April 26, 2023 at 5:58:42 PM

GLP-1 drugs can cause some pretty unpleasant side effects, especially early in treatment and/or at higher doses.

GLP-1 Nausea Vomiting and Other Side Effects

Side Effects of GLP-1 Agonists for Weight Loss and Diabetes: A Critical Review


Glucagon-like peptide-1 (GLP-1) agonists are a class of drugs that have emerged as an effective treatment for type 2 diabetes and, more recently, for weight loss. These drugs mimic the effects of the incretin hormone GLP-1, which enhances insulin secretion and suppresses glucagon release, leading to improved blood glucose control and potential weight loss (1). Despite their efficacy, GLP-1 agonists are associated with several side effects, which must be carefully considered by healthcare providers and patients. This review will critically discuss the side effects of GLP-1 agonists, providing detailed information on each and citing relevant sources.

Gastrointestinal Side Effects (especially chronic nausea and vomiting)

One of the most common side effects of GLP-1 agonists is gastrointestinal (GI) disturbances, including nausea, vomiting, diarrhea, and constipation (2). These side effects are generally dose-dependent and tend to occur more frequently in the initial weeks of therapy, often decreasing over time (3).
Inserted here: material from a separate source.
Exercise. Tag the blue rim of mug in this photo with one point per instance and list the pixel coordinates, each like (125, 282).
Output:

The exact mechanism behind these GI side effects is not well understood, but it is thought to be related to delayed gastric emptying and activation of GLP-1 receptors in the central nervous system (CNS) (4). Some studies suggest that the incidence of GI side effects may be lower with newer GLP-1 agonists, such as dulaglutide and semaglutide, compared to older agents like exenatide and liraglutide (5).
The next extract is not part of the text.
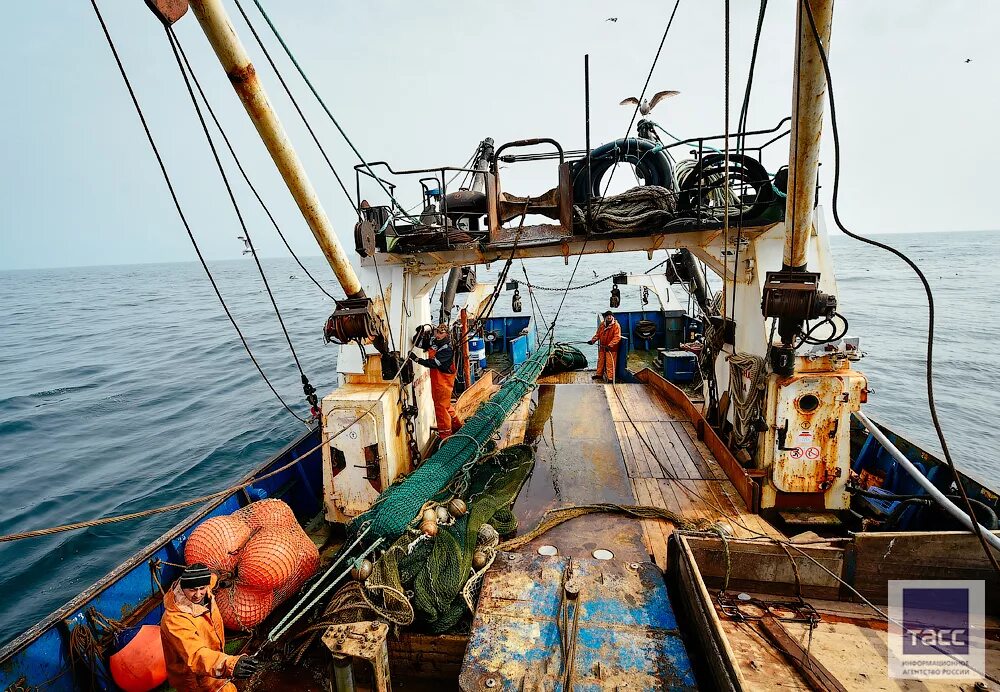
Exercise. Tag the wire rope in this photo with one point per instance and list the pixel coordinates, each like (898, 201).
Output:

  1. Nauck, M. A. (2016). Incretin therapies: highlighting common features and differences in the modes of action of glucagon-like peptide-1 receptor agonists and dipeptidyl peptidase-4 inhibitors. Diabetes, Obesity and Metabolism, 18(3), 203-216.

  2. Montvida, O., Klein, K., & Kumar, S. (2018). Long-term efficacy and safety of glucagon-like peptide-1 receptor agonists for the management of type 2 diabetes: a systematic review and meta-analysis of randomized controlled trials. Diabetes, Obesity and Metabolism, 20(4), 963-972.

  3. Meier, J. J. (2012). GLP-1 receptor agonists for individualized treatment of type 2 diabetes mellitus. Nature Reviews Endocrinology, 8(12), 728-742.

  4. Hellström, P. M., Näslund, E., & Edholm, T. (2016). Tachykinins and the gut: a new target for obesity treatment?. Pharmacology & Therapeutics, 164, 1-8.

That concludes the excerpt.